Well, there has been a lot of stress in rebuilding the computer room, and I am sure there will be more, but we are nearly operational again, with a bonus computer that I did not expect nestling between the two beasts (they sound like aircraft, I dread to think how much power they use)
As the plan is a personality driven series of games, I had a look around at game psychology. Alter Ego is a very old text based game, but those interested can play it free. I am shooting for something a little more delicate and fun, but I have trawled for something that goes in the same direction, and I think I might be onto a fairly original format for several different possible directions. There is no reason why it cannot be done, and yet it has not been done. Why not use your urge for entertainment and instant gratification for the purposes of self development?
So, I look up ‘personality driven games’ and I find the following personality tests for gamers.
The Multiplayer Psychology Profile aka the Bartle Test 1996 – I am an anti-social achiever and explorer
The Four Player types test an alternative based on the Bartle Test – I am an innovative strategist
Then I try ‘gaming psychology’
This is not really hitting the mark for what I am looking for. I did catch a fabulous BBC documentary on the psychology of gambling a year or so ago. Did you know that gambling addicts are addicted to loss, rather than winning? They believe that a series of losses makes a win more likely.
Having tried to be a gambler, and dismally failed due to my aversion to risk, despite playing a gambler’s game daily, I can say for sure that I do not have the gene for gambling addiction. I have an unfortunate love of learning new things, and getting bored very quickly, however, which is why my life has been quite so complicated. I am extremely useful, however, due to the ever-increasing skillset.
I then thought that gamification might be a useful thing to look up, and signed myself up on yet another course, only to find that it does not refer to educational gaming at all. It is just another business buzzword for making marketing more appealing to millennials. Sigh.

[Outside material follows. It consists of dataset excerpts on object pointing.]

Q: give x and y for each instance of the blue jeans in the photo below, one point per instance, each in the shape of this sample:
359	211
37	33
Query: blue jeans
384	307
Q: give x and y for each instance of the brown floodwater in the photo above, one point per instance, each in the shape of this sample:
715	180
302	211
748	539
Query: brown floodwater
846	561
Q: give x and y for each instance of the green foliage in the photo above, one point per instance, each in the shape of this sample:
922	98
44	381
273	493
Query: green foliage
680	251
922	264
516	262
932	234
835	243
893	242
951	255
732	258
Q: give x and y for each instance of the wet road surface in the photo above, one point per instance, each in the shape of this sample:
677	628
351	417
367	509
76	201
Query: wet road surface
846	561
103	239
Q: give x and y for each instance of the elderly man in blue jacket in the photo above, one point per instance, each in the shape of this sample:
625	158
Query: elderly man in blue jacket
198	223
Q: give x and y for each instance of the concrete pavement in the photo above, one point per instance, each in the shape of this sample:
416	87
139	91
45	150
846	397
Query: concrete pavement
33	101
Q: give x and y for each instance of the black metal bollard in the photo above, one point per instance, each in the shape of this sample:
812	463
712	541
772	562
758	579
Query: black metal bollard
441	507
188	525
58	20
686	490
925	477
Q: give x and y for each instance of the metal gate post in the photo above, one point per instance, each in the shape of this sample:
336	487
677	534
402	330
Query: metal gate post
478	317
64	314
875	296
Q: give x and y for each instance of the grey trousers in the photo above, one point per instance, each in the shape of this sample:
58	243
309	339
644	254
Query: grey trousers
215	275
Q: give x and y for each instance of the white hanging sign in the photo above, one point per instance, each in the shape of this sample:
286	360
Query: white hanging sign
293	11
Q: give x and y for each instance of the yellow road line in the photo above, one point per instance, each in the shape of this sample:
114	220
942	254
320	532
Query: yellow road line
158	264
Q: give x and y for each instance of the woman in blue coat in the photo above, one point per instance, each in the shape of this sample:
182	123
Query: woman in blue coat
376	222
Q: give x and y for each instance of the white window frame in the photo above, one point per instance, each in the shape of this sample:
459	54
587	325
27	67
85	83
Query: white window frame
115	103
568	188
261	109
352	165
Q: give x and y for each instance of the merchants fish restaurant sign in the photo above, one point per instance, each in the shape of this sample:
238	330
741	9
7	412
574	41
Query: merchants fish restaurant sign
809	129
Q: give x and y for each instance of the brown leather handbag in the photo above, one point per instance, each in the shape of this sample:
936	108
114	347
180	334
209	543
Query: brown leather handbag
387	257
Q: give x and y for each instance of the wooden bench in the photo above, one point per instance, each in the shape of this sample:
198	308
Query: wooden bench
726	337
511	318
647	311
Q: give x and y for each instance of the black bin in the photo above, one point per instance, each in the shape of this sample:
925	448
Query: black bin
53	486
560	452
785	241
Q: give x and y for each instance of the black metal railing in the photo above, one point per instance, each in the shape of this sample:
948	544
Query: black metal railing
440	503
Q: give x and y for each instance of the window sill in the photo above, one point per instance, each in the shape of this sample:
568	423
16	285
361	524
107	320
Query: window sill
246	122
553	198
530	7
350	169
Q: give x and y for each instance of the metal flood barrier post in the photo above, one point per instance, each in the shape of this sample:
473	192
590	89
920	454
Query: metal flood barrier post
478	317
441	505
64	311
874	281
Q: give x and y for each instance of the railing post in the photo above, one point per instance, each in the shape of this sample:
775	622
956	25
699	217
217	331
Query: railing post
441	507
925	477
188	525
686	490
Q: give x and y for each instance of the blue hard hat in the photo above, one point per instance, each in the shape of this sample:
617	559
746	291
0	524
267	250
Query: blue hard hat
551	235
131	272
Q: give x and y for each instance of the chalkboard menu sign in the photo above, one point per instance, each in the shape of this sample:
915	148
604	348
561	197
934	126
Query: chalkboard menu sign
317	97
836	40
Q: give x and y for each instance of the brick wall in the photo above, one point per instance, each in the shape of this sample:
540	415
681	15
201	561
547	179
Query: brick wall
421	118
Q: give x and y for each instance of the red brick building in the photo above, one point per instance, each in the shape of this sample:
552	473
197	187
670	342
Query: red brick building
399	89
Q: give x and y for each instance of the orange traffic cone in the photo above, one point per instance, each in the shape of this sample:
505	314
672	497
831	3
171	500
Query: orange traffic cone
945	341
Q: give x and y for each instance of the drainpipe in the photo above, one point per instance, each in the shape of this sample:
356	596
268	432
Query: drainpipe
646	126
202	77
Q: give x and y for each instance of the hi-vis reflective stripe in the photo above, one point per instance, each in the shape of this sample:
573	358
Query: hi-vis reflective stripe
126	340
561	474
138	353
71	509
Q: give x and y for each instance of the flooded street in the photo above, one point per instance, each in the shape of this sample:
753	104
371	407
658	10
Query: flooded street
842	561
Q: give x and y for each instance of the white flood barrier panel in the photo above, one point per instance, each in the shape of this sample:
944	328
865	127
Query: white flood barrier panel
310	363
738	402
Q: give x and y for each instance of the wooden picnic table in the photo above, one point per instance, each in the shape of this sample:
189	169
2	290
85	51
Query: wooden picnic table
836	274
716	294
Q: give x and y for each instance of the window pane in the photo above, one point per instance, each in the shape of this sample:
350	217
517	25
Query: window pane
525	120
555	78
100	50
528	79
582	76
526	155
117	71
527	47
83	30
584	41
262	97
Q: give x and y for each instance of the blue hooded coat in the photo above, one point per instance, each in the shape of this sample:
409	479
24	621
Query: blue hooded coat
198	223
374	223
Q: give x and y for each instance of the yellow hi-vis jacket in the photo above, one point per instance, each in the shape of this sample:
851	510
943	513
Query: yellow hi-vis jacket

So, it looks as if I have a truly original idea. So far, so good. This should be fun. I was concerned about the lack of combat, and realised today that combat is really used as finite conversation in most games. Only one percent of gamers are in it to kill other players, according to Bartle, the volume of killing is merely a quick easy reward system for avatar development and progress.
As my game will involve a lot of social interaction with NPC characters, I forsee my having to be a bit inventive with objects and progression. I particularly dislike heavily story driven games, so I am likely to go for more of an organic, open scheme, which is going to get very complex with point allocation and reward/level progression. To this end, I will be building a tycoon style game in the course of my self-training.
I think I have played sufficient relevant games to have a style in mind, and a clear idea of how the structure will work. So now I just have to sit on my ass and learn languages and make games until I am ready to get on with it.
In the meantime I have an awful lot of research to do, so I am a happy, happy bunny.